You should expect a tough week now and again, given the big move in stocks since the beginning of the year, and some commodities are getting very close to bargain buys, write Pam and Mary Anne Aden of The Aden Forecast.
Volatility is back, and it's affecting most of the markets. This time it was Spain, which is again fueling Eurozone uncertainty. The Fed is adding to this by flip-flopping on whether or not more monetary stimulus is coming.
Gold and the metals sector were hit the hardest this week. Gold broke clearly below its $1,650 support as its B decline gains momentum. Gold remains bullish, despite this decline.

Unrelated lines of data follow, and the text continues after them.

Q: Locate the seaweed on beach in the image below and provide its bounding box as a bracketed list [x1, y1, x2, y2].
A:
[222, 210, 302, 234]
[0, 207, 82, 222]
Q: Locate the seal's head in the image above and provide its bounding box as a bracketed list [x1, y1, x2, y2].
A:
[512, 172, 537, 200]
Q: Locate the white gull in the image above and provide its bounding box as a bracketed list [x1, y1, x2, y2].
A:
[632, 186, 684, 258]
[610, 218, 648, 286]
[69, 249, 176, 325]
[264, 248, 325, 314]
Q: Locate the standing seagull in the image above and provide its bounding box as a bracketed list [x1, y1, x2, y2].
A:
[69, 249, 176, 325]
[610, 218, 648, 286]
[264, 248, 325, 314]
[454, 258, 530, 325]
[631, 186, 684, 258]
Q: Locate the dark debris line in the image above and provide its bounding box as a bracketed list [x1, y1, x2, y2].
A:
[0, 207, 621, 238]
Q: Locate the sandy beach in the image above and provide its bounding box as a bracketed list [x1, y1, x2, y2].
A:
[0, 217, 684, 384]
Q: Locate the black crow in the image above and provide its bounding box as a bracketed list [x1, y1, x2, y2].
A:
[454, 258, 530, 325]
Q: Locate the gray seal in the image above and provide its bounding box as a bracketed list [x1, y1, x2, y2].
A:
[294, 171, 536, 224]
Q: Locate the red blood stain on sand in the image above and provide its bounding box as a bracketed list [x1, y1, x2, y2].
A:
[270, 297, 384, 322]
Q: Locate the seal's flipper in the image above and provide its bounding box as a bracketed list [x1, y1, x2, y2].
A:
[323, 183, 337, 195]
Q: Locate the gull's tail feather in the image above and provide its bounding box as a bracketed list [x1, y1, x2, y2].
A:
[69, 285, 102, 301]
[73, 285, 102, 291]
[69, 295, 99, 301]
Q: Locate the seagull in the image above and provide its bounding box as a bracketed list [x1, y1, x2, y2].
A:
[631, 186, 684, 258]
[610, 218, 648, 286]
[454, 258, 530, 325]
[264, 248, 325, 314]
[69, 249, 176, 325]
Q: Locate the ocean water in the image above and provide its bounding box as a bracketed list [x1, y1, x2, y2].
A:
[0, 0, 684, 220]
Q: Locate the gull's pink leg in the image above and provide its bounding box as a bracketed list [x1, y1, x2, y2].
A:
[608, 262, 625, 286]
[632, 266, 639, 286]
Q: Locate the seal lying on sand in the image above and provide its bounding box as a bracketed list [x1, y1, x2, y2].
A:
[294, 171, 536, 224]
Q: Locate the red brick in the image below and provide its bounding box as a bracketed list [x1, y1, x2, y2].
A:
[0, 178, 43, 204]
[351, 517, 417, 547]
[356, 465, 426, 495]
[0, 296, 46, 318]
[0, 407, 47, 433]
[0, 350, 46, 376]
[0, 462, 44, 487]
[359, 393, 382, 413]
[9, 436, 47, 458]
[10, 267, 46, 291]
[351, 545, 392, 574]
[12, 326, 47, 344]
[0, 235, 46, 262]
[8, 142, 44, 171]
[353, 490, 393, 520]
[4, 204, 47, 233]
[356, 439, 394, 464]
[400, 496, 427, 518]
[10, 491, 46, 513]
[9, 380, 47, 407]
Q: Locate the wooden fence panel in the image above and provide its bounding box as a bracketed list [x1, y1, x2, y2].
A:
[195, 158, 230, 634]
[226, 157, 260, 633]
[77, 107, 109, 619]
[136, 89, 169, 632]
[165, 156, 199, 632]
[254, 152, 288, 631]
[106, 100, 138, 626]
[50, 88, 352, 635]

It's now rapidly approaching its super-strong support level at $1,600 and it'll likely hold near that area.
Our recommended shares and ETFs are under pressure, but they're generally holding up OK. They also appear to be near a bottom. Their momentum indicators are rising, and these tend to lead the price action.
We recommend keeping your metals and metals-related shares. Even though the markets have been nerve-wracking, all indications are suggesting the downside is limited.
Silver also broke below its $32 support, and it could now fall to near $30. Below $30, it would be a real bargain. The same is true of oil: it broke support, but it'll stay bullish above $96.30. Meanwhile, copper is holding firm, which is a good sign.
Contrary to what you may hear, the stock market decline last week was not a big deal. In fact, it's been mild, especially compared to this year's strong rise.
Currently, for instance, the Dow Industrials and Nasdaq remain super strong above 13,070 and 3,030, respectively. But even if they decline in a downward correction, which would be normal at this point, they'll stay very strong above 12,800 and 2,875.
Interest rates have been one of the calmer markets. The major trend remains up bond prices, so continue holding your positions. For now, watch the 3.48% and 3.27% levels on the 30-year yield—whichever way it breaks will determine the next short-term direction.
As you'd expect, the currencies were affected by the uncertainty. Most of them declined, especially the euro, but even the non-euro currencies came under downward pressure too.
On the other hand, the US dollar is firm, and it'll stay firm above 79.50. Keep your cash in US dollars. The Canadian dollar is also holding its own, and it's OK for the time being, but we're watching it closely.